Interior of the Gazi Husrev-Beg Mosque

Entrance to the Mosque

The Mosque has its own market

We'd had only a brief glimpse of the Bazaar last evening, so we went back there and went through it quite thoroughly. We didn't buy anything, though, because we planned to come back later to shop.


Crowd in the Bazaar

Jane at Bazaar's coppersmith shops

Then we walked up the hill where there was supposed to be an old, predominantly Muslim section, but it didn't look very interesting. We bought some flat bread right from a brick kiln on the way down, and we bought some other things in the Bazaar for our lunch.

It was here that we finally realized why so many people we encountered made such a fuss over Kevin, our youngest. He wore his hair in bangs that came down past his eyelids, so he had to tilt his head back to see anything except the ground in front of him. To any adult looking down at him, it would appear that his bangs completely covered his eyes. While we were buying things for lunch, the woman waiting on us insisted on giving Kevin a large cookie. When we tried to decline, she kept telling us something, but we didn't understand until she said "cieco,” the Italian word for "blind.” It seemed that many people thought Kevin was blind because his bangs covered his eyes.

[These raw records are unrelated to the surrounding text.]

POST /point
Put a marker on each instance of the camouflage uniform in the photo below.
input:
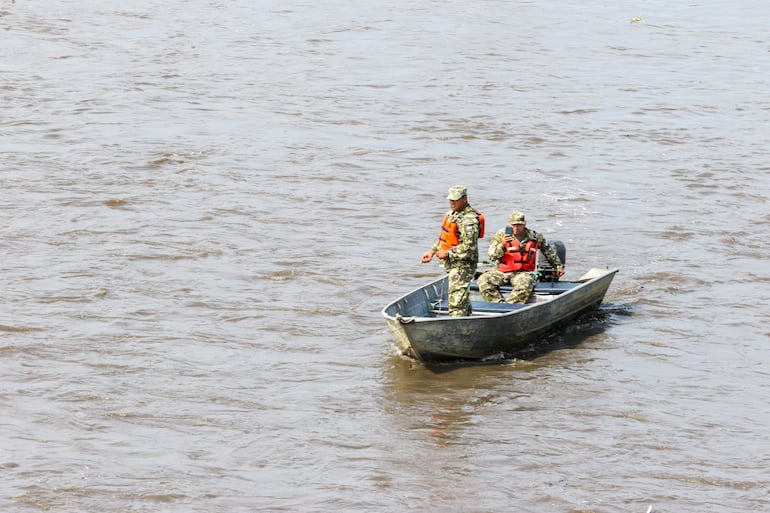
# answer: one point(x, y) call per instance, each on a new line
point(523, 282)
point(462, 260)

Pigeons in old Bascarsija section


 Copper goods in Bazaar
While the others took the food back to the car, I started looking for a silver-over-copper Turkish coffee set on the metal workers street. I found a nice one and got the price down from 850 dinars ($59) to 550 dinars ($38). The merchant hurriedly closed the deal when I said he might have to leave the shop to get Jane's approval.

Larry found an old Serbian officer's sword in another shop. We bought that for 350 dinars ($25) even though it had deteriorated through storage in a damp place. We bought a couple rings at another place, and Randall bought himself a fez.

We also visited the old Serbian Orthodox Church (1939), which was very interesting. Of course, we couldn't leave Sarajevo without walking across the Latinska Bridge where Archduke Franz Ferdinand and his wife Sophia were assassinated in 1914. A plaque (on the corner building across the bridge) marked the spot from which the shots were fired.